My previous plea to the North Carolina Senate to treat North Carolinians as well as dirt failed miserably.  Now I will plead my case to the House.

On Thursday, the House Judiciary I committee will hear an eminent domain bill (SB 600).

Before I describe the bill, let me provide a little background.  Under current NC law, the government can seize your private property even if reasonable or better alternatives exist that don’t involve eminent domain.

A reasonable eminent domain reform, as I have written in the past, is to require the government to prove that no reasonable alternatives exist to condemning a specific piece of property.

For SB 600, legislators took this idea.  Unfortunately, SB 600 protects conservation easement holders (who may or may not be property owners) from having property seized if there is a conservation easement running with the property.

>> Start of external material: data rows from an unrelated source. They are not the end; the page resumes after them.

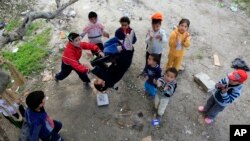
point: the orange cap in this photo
(157, 16)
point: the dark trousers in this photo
(18, 124)
(54, 136)
(212, 108)
(158, 62)
(101, 47)
(66, 70)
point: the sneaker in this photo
(87, 85)
(208, 120)
(201, 109)
(57, 81)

The bill requires the government to prove that there is no prudent and feasible alternative to condemnation of the property encumbered by the conservation easement.  A jury is even required to hear the case.

Basically, in order to protect trees and dirt, the government must prove that there are no alternatives to hurting the dirt on the property.  Yet when it comes to your house, church, or business, the government does not have to prove a thing.  There’s concern for the dirt, but not for humans and their property interests.

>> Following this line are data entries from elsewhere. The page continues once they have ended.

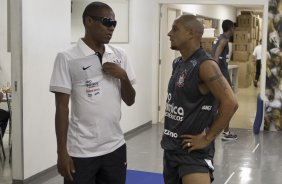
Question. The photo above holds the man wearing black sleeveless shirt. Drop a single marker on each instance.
(192, 117)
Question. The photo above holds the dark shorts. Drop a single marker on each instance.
(178, 165)
(105, 169)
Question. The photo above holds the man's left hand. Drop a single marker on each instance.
(195, 142)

Note: It is very possible that a property owner could want to sell property to the government but the easement holder’s interests (and the interests of dirt) would trump the rights of the property owner.

My Plea to the NC House

Please require that the government have to prove there are no “prudent and feasible alternatives” for all condemnations.  Unless they want to make it perfectly clear that they care more about dirt than us and our homes, they should expand this protection in the bill.

In other words, please treat us like dirt.